Severe depression—the kind antidepressant medication can't fix—is another condition Rinehart has tackled head-on. Last year, he learned about the success some major medical centers around the country were having with experimental use of ketamine, an anesthetic, as an alternative to electroshock therapy. Rinehart studied the clinical literature and began offering the treatment to a small number of severely stricken patients.

"He went ahead and used it off label, which is quite proper; he's simply an early adopter," explains Bill Wilson, MD, a professor of psychiatry at OHSU, where institutional protocols limit doctors' opportunities to try new treatments before they've been thoroughly vetted—constraints Rinehart doesn't have. Wilson has since referred a couple of his own suicidal patients to Rinehart, with good results.

"It reminds me of the way medicine was practiced maybe 50 years ago," Wilson says, "when individual practitioners made decisions themselves based on their reading of science, and we weren't as constrained by all of the things that may lead us to be too cautious or to act as a coordinated group rather than as individual practitioners.
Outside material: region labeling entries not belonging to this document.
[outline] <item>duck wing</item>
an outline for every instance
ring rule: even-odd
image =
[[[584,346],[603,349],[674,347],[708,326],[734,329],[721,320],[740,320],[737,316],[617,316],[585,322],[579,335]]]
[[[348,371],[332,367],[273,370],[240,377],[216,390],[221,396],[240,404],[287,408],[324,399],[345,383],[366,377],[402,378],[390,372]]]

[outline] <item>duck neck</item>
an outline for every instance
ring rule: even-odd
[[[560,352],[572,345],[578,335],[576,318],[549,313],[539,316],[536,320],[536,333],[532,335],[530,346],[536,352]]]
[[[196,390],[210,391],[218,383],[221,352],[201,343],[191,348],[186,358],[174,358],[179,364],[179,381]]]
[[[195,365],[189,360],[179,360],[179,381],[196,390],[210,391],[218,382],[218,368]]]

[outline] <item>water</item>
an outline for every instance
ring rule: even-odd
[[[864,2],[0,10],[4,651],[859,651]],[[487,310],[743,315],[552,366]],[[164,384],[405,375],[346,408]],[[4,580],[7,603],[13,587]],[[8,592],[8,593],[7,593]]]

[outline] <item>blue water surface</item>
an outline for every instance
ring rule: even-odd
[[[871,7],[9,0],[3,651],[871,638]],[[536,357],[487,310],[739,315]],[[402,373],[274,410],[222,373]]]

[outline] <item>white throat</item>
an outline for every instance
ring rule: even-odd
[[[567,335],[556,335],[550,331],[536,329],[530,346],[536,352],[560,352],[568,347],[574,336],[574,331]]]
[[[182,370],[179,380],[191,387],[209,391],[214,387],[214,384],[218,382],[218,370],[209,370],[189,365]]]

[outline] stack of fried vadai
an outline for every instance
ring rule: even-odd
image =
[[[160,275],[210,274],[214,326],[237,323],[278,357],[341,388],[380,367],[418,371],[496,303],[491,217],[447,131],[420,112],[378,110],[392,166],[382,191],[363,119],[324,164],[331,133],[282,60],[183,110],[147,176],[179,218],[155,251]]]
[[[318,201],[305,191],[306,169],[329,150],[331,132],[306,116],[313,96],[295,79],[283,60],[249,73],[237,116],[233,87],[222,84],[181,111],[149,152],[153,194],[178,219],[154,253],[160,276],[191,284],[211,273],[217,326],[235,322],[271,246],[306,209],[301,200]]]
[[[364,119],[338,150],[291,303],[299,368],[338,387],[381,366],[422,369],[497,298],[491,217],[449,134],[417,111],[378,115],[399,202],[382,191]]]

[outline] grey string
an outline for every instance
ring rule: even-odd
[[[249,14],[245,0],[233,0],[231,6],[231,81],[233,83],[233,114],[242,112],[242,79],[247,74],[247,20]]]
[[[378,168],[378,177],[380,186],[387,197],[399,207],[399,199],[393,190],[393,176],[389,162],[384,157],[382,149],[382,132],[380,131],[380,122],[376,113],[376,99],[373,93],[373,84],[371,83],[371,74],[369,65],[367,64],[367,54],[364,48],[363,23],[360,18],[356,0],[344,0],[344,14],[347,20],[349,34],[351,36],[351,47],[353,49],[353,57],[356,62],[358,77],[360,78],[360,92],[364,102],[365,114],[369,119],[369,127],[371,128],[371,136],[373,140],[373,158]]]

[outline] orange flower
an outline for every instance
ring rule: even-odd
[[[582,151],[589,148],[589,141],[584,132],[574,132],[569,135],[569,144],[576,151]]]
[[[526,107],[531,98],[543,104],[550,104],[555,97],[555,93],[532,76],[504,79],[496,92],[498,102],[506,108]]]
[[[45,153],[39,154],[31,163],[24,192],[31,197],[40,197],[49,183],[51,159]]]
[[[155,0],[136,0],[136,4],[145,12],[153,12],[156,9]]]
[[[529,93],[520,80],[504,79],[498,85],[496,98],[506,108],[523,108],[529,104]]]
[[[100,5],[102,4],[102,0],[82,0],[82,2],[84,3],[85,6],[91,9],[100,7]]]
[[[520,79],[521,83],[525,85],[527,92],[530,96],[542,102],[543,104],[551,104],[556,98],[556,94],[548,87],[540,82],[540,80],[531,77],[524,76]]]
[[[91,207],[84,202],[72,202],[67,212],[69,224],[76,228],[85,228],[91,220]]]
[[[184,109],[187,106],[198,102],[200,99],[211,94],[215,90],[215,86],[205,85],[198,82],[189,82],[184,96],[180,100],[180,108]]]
And while much of that has been to the benefit of people, we've also lost something of the independence of physicians. Dr. Rinehart hasn't lost that independence. He does what he thinks is best and helps a lot of people in the process."

Meanwhile, at age 67, Rinehart has begun to take tentative steps toward retirement, cutting back to a mere 60 hours per week and hiring an internal medicine physician to share the load. He and his wife even took an out-of-town vacation—their first since 1996. Still, he's in no hurry; his own mother worked into her late 80s.

When he finally does retire, there will be no young Dr. Rinehart to continue the family business to a next generation. If he's disappointed that none of his four children (a businessman, an artist, an FBI agent, and a realtor-mom) chose a career in medicine, he doesn't show it.

"They're great kids," he says with a proud smile.

With his seven-days-a-week practice, Rinehart would be a hard act to follow in any case. He explains his dedication to his patients in simple terms: "I know that there are people who cannot get treatment other places."